England’s enigmatic mathematician is born

George Green was born on July 14, 1793, in the English town of Sneinton, Nottinghamshire, now part of the city of Nottingham, the only son of a prosperous miller and baker. He showed an early aptitude for mathematics and at the age of eight was sent to a local school, where he reportedly excelled but left after one year and went to work for his father.

Fast-forward to 1828. Green, now 35, publishes a paper, An Essay on the Application of Mathematical Analysis to the Theories of Electricity and Magnetism. From this and just a handful of subsequent works, today he is ranked among the greatest mathematicians and physicists the world has known.

According to his biographer, historian Doris Mary Cannell (1913-2000), who has written numerous books and essays about him, “Nothing is known of his intellectual development since he left school 27 years previously. We do know that he worked long and arduous hours at his father’s mill and his cousin tells us he found the miller’s duties ‘irksome’. He was known for spending any free time he had on mathematics.”

Albert Einstein, during a visit to Nottingham in 1930, where he was shown a copy of the 1828 essay, remarked that he believed Green to have been 20 years ahead of his time.

Cannell says physicists today find Green’s papers “seminal” to the study of solid-state physics and elasticity and, since the mid-20th century, his work has been “indispensable” for those working in nuclear physics.

“It was Green who first used the term ‘potential’ in electricity,” she wrote in a 1999 essay titled George Green: An Enigmatic Mathematician.

“It was Green who first enunciated the principle of the conservation of energy. It was he who closely studied the conditions for reflection at an interface, which provided the first convincing explanation of total internal reflection, the basis of fibre optics and thus an important element in telecommunications. Many developments in modem technology, semiconductors and superconductors, geological sounding and seismology, medical electronic scanning, owe a debt to Green.”

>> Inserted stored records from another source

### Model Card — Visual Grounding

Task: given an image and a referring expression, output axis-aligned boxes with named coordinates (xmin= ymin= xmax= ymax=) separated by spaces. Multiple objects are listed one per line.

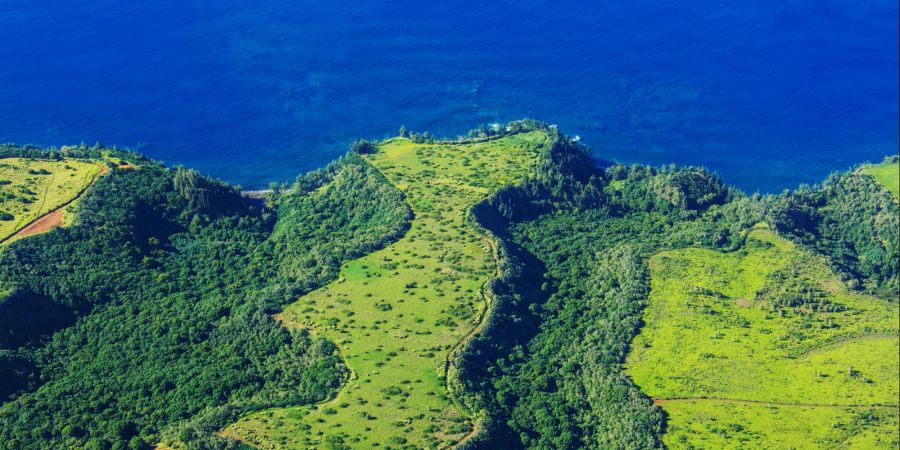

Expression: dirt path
xmin=0 ymin=164 xmax=109 ymax=244
xmin=653 ymin=397 xmax=898 ymax=409
xmin=444 ymin=236 xmax=501 ymax=448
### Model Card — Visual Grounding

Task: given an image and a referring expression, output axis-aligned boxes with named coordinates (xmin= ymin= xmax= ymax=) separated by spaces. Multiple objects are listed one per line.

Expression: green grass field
xmin=0 ymin=158 xmax=101 ymax=243
xmin=626 ymin=227 xmax=900 ymax=448
xmin=223 ymin=132 xmax=548 ymax=449
xmin=862 ymin=163 xmax=900 ymax=199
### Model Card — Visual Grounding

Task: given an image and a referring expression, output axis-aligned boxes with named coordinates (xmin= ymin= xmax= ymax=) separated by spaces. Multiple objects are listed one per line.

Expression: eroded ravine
xmin=224 ymin=132 xmax=547 ymax=448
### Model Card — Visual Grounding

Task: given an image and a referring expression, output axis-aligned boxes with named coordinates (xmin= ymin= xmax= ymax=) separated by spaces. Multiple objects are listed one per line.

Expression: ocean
xmin=0 ymin=0 xmax=900 ymax=192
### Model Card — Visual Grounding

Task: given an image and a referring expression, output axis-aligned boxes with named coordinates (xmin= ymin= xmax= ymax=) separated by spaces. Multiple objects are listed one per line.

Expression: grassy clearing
xmin=223 ymin=132 xmax=547 ymax=449
xmin=862 ymin=162 xmax=900 ymax=199
xmin=0 ymin=158 xmax=101 ymax=243
xmin=627 ymin=228 xmax=900 ymax=448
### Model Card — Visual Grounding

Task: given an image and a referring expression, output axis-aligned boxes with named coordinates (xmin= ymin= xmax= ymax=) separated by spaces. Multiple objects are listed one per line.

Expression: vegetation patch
xmin=626 ymin=227 xmax=900 ymax=448
xmin=862 ymin=160 xmax=900 ymax=199
xmin=0 ymin=158 xmax=102 ymax=240
xmin=224 ymin=131 xmax=548 ymax=448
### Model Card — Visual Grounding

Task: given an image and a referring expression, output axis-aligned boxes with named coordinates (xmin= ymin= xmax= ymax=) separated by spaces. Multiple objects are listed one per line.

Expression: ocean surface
xmin=0 ymin=0 xmax=900 ymax=192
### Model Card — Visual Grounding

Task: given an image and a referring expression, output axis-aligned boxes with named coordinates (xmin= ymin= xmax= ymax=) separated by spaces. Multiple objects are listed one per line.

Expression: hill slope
xmin=225 ymin=131 xmax=550 ymax=448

The essay’s title was accurate. An article on him published by the University of Nottingham says it is unclear to historians “exactly where he obtained information on current developments in mathematics. Only one person educated in mathematics, John Toplis, is known to have lived in Nottingham at the time. When Green published his essay in 1828, it was sold on a subscription basis to 51 people, most of whom were friends and probably could not understand it.”

The problem, Cannell wrote, is the lack of material concerning Green. “His output was small; 10 papers including the essay, written in the space of 11 years, amounting to fewer than 250 pages of print. There are no manuscripts, no working papers, no diaries, no memorabilia.”

The brilliance of Green’s work was eventually recognised and, with various sponsors, he became an undergraduate at Cambridge in 1833 at the age of 40. After graduating he remained at the university and worked on his own mathematics.

In 1838 and 1839 he had two papers on hydrodynamics, two papers on reflection and refraction of light and two papers on reflection and refraction of sound published by Cambridge Philosophical Society.

Bishop Harvey Goodwin was an undergraduate at Cambridge during these years following Green’s graduation. He wrote of Green: “He stood head and shoulders above all his contemporaries inside and outside the university.”

Green fell into poor health and returned to his hometown in 1840, dying a year later. Better known in death than in life, today he has a library and an electromagnetics research institute named after him at the University of Nottingham.

His grave is near Sneinton, but there is a memorial stone commemorating him in Westminster Abbey, near the graves of Isaac Newton and Lord Kelvin.